The Court concluded that, in light of all these factors, the decision to revoke K2’s citizenship could not be considered arbitrary.
Turning to the consequences of the revocation, the Court noted that K2 was not rendered stateless by the decision as he was entitled to a Sudanese passport. Furthermore, he was residing voluntarily in Sudan at the time of the decision, where he could be freely visited by his family (para 62).
The Court therefore considered the Article 8 claim as it related to the revocation of citizenship to be manifestly ill-founded (para 64).
Far briefer consideration was given to the decision permanently to exclude K2 from the UK. The Court, while accepting that this entailed some interference with private and family life, found that as K2 could be freely visited by his family in Sudan the interference was not “significant” (para 66). Having regard to this, and to the SIAC’s “clear findings concerning the extent of his terrorism-related activities”, the Court did not consider the interference disproportionate to the legitimate aim of protecting the public from the threat of terrorism. This aspect of the complaint was also rejected as manifestly ill-founded.
Comments and implications
To a large extent, the Court’s decision in K2 is unremarkable. It relies on and affirms earlier decisions relating to (for example) the Article 8 implications of the deprivation of citizenship and the adequacy of procedural safeguards before the SIAC, and does not appear to contain any significant developments of principle.

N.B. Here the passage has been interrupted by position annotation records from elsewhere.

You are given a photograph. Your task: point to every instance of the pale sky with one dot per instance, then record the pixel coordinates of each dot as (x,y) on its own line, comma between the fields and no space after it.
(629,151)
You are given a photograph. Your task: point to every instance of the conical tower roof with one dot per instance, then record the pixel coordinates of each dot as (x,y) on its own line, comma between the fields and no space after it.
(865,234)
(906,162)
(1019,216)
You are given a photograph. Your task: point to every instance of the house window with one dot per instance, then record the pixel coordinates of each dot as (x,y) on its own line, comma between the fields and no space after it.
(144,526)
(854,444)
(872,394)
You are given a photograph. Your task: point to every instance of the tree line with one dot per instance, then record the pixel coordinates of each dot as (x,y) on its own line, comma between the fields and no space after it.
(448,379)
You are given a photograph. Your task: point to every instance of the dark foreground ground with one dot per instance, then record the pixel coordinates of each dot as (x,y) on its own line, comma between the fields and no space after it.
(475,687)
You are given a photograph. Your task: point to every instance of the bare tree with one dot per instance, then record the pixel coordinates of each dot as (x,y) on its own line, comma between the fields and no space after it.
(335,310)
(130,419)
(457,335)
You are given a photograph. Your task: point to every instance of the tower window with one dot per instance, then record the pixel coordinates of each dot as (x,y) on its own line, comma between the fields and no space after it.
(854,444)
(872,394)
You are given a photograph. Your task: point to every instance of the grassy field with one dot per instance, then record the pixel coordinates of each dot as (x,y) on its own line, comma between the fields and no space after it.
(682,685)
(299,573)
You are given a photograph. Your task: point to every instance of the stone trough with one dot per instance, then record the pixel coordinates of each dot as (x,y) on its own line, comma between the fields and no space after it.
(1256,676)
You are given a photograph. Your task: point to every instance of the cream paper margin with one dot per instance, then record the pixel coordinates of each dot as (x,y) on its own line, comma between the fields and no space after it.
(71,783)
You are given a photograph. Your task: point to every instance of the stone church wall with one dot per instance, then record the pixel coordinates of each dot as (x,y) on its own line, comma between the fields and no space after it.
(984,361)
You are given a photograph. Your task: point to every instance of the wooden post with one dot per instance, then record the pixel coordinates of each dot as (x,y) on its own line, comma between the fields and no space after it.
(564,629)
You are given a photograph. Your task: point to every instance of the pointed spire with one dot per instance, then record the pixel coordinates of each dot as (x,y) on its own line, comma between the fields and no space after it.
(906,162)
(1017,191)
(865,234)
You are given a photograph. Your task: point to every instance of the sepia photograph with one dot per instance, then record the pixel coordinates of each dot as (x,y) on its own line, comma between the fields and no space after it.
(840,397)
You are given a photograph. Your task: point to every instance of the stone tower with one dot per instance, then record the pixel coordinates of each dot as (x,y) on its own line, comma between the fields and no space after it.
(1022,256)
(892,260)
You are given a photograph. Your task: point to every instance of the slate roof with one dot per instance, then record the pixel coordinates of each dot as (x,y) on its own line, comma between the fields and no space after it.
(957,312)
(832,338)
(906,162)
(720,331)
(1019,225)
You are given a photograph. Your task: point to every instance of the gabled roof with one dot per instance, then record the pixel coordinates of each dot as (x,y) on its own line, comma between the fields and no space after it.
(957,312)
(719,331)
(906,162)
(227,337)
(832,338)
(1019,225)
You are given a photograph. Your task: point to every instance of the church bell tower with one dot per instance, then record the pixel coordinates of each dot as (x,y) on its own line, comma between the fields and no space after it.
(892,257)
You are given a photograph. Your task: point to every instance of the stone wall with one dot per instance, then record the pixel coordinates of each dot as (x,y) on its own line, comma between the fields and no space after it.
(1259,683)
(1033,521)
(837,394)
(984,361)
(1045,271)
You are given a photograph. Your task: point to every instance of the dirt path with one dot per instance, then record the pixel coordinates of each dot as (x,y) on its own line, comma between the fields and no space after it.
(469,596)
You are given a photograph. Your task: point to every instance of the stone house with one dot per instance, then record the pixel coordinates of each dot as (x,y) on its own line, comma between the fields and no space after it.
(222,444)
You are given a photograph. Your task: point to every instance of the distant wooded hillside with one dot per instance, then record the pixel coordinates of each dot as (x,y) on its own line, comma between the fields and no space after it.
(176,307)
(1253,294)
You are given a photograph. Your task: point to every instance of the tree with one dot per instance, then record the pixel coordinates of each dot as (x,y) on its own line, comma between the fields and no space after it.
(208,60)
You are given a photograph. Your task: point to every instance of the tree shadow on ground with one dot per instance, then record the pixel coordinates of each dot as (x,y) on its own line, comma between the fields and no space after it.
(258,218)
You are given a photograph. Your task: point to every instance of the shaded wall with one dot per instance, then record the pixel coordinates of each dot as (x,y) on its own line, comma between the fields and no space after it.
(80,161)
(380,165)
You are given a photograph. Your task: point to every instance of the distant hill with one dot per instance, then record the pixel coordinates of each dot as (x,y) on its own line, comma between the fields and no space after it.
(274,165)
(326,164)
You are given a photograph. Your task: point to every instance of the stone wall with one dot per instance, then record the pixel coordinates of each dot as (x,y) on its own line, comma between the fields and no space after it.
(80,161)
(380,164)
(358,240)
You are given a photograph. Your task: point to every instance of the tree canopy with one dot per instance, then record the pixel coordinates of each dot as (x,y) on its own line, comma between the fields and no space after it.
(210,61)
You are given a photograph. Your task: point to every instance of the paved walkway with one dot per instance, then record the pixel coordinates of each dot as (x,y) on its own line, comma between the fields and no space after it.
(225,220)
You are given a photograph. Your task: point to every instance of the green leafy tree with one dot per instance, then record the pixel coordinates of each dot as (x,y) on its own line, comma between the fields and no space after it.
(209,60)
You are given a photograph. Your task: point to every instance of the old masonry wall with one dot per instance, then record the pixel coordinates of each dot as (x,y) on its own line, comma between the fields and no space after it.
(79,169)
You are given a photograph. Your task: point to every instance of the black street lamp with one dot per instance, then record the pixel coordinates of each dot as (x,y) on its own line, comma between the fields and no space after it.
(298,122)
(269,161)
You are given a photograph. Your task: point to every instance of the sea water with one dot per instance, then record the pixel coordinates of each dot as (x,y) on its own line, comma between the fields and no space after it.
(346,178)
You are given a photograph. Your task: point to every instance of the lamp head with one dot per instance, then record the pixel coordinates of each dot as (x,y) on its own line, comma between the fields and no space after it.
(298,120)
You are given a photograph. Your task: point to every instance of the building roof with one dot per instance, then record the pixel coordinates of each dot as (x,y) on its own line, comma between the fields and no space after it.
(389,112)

the decision also suggests that the Court is likely to defer to the domestic courts’ assessment
Nor, as noted in the introduction, does it provide blanket cover for the use of s 40(2) BNA in cases of suspected terrorism: rather, it suggests that much will turn on questions such as the extent to which the case against an applicant is known in any appeal before the SIAC; the extent of and evidence for any difficulties in participating in the appeal from outside the UK; the strength of the SIAC’s conclusions on the applicant’s terrorism-related activities; and the seriousness of the consequences of the deprivation of citizenship for the applicant’s private and family life.
Interestingly, the decision also suggests that the Court is likely to defer to the domestic courts’ assessment of the relevant procedural issues – at least where these seem to have been given a “comprehensive and thorough examination”. This means the outcome of proceedings before the SIAC, including the detail of its findings, is likely to be significant in assessing the prospects of success in Strasbourg.
it will be for advocates to keep a close eye on the facts of individual cases
The result is that, while the Government may well feel emboldened by the decision in its use of s 40(2) BNA, it will be for advocates to keep a close eye on the facts of individual cases to determine how far they fall from those of K2, and what this might mean for an application based on Article 8. In this regard perhaps the most significant aspect of the Court’s decision was to treat the application as manifestly ill-founded – suggesting that the factual matrix would need to differ quite markedly before success was a realistic prospect. The outcome of further cases will be awaited with interest by all those concerned by the Government’s policy.